When you hear the term data science or big data, what comes to mind? These terms are both infiltrating and becoming a part of both the academic and industrial world.
Admittedly, they are seemingly both relatively new terms. Yet, the question remains, are they really new terms or have they been in existence for a while? What is big data anyway and what exactly does a data scientist do?
Big data can essentially be defined as large volumes of online data, and recently, offline data as well. Most would conclude that the beginning of big data started with the inception of Google. However, big data is often the online behavior of individuals that are often tracked and collected. This is what is often termed as datafication.
The data is hence collected by various large business companies and later translated into data products. In other words, your behavior online will dictate the type of online product recommendation. For instance, your behavior on YouTube will dictate YouTube recommendations, and the same goes for Facebook and other social platforms.
However, big data is often large and unstructured, and without the knowledge on how to interpret it, it is useless. This is where the need for a data scientist comes in. This brings us back to our previous question: what is a data scientist?
Before we can define what a data scientist is, perhaps it would help if we first defined what data science is. Data science is an interdisciplinary field that uses scientific methods, processes, algorithms and systems to extract knowledge and insights from data in various forms, both structured and unstructured.
Hence, it would suffice to conclude that a data scientist partakes in the civil engineering of data. They analyze, evaluate and interpret large and complex data. So, are data scientists just statisticians?

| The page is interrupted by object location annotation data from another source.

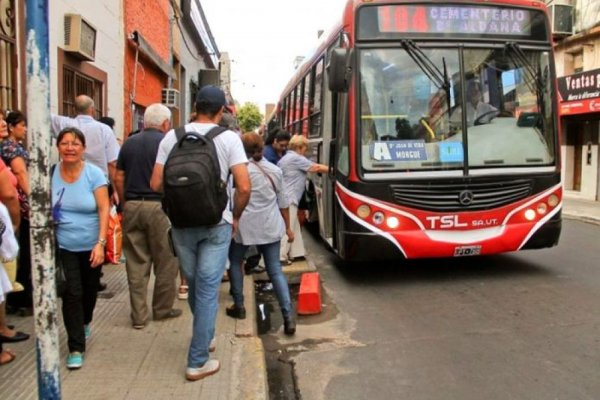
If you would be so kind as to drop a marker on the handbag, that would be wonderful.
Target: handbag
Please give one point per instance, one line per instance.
(60, 278)
(114, 238)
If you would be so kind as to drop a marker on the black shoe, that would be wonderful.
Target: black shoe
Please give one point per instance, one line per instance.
(289, 325)
(255, 270)
(236, 312)
(174, 313)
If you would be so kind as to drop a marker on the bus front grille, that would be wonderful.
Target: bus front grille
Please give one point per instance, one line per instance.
(444, 197)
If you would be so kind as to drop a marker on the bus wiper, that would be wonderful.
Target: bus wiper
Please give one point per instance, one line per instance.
(439, 79)
(515, 52)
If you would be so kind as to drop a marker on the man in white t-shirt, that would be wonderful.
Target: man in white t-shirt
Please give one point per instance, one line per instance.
(202, 251)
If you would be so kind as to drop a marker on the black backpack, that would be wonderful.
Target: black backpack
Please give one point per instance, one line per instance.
(194, 194)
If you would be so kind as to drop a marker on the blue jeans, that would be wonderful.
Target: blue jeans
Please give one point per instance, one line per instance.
(202, 253)
(270, 253)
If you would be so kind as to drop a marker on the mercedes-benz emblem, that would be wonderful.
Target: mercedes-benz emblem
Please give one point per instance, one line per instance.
(465, 197)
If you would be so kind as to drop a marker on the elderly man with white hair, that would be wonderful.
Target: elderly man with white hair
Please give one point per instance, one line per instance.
(102, 148)
(145, 225)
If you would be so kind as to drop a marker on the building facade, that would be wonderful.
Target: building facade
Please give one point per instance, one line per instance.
(576, 30)
(83, 37)
(195, 55)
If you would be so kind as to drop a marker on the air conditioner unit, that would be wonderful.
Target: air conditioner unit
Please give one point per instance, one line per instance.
(562, 16)
(80, 37)
(170, 97)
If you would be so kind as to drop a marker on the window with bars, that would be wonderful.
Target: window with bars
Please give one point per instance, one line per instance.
(7, 55)
(74, 84)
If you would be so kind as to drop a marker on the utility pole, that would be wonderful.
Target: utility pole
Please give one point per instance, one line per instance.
(39, 139)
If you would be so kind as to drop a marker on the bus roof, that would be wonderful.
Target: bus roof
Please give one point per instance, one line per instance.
(346, 22)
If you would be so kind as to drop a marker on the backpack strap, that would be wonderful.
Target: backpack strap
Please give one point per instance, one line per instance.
(180, 132)
(215, 131)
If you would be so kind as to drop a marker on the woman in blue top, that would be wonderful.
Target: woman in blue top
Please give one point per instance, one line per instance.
(80, 211)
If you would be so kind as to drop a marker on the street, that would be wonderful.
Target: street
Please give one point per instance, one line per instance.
(516, 326)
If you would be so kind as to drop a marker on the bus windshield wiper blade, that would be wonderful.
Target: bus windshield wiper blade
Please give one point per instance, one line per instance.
(516, 53)
(440, 79)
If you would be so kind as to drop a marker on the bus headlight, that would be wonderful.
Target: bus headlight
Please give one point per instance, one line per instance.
(363, 211)
(542, 208)
(378, 218)
(393, 222)
(530, 215)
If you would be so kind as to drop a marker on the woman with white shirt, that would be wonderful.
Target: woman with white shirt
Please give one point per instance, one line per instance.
(263, 223)
(295, 166)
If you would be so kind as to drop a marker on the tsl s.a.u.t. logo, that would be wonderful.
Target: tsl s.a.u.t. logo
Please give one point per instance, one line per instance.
(454, 221)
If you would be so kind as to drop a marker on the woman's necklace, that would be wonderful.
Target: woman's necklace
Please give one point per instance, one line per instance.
(71, 173)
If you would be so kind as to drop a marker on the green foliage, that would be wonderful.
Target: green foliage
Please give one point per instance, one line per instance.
(249, 117)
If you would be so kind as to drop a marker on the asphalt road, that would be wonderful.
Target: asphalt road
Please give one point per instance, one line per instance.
(517, 326)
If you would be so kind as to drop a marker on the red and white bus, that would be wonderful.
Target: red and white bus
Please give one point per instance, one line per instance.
(439, 122)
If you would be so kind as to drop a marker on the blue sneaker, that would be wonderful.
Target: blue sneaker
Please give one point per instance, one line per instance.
(75, 360)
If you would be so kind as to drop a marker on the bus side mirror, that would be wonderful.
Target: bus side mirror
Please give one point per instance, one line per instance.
(339, 70)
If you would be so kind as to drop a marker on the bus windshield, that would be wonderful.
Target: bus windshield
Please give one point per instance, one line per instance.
(410, 121)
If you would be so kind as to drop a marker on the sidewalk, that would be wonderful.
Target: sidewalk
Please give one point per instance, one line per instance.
(583, 210)
(124, 363)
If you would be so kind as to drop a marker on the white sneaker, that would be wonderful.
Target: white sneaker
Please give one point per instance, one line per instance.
(209, 368)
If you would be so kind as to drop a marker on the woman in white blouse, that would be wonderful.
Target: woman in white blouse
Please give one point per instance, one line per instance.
(263, 223)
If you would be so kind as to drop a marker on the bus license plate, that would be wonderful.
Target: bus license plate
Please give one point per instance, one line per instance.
(467, 251)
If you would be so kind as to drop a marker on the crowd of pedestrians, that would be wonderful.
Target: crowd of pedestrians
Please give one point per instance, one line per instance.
(94, 173)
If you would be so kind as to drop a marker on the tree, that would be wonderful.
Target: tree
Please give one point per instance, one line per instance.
(249, 117)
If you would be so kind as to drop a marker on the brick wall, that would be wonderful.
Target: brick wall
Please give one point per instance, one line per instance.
(151, 19)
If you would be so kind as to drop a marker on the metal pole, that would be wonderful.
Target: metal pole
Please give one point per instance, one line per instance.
(39, 139)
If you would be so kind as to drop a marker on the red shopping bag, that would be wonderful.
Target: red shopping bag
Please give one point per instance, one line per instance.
(114, 238)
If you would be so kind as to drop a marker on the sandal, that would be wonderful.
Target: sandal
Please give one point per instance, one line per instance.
(7, 357)
(183, 292)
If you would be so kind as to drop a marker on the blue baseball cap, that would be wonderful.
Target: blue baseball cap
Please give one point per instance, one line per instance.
(212, 95)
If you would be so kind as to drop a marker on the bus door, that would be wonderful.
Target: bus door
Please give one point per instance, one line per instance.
(324, 183)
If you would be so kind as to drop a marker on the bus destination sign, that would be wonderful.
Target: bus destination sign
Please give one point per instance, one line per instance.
(455, 19)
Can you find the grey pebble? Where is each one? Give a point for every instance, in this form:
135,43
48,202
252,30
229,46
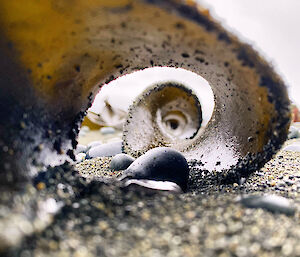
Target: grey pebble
80,149
160,164
292,147
121,162
289,182
107,130
271,203
80,157
94,143
293,132
85,129
109,149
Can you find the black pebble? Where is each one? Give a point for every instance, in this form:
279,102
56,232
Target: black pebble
160,164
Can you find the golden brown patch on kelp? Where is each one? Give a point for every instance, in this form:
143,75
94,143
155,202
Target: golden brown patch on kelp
56,54
166,114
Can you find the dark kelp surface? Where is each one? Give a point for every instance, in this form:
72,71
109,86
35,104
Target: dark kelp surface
54,55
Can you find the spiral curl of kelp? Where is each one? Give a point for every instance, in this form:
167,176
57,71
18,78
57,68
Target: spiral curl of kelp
50,71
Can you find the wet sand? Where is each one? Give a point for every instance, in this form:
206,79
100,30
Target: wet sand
100,219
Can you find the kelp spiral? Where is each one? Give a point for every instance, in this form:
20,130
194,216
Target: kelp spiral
56,54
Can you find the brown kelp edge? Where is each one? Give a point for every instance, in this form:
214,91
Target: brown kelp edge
29,132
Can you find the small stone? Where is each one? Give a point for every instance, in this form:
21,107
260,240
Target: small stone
85,129
94,143
289,182
109,149
121,161
80,149
293,132
292,147
160,164
107,130
80,157
271,203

Notably, there is yet to be a data scientist field in the world of academia. Yet, data scientists remain as a highly coveted job title. There is a difference between what we learn and what we do in real life jobs. Hence, are data scientists learning on the job?
If so, statisticians probably have the necessary practical and theoretical foundation for such a job. However, given requirements for a data scientist, a team would work best. A data scientist is expected to be conversant with multiple fields such as computer science, statistics, communication and machine learning just to mention a few.
With a team of different people possessing at least one or two of the required skills, they can achieve the common goal.
A data scientist, as previously mentioned, analyzes and interprets large and complex data. Backed by software engineering skills and persistence, data scientists not only interpret large amounts of data. They also set the data strategy for the company they work for, communicate interpreted data in a clear visualized away.
Hence, they help steer data-driven decision making towards offering better products and services to their customers.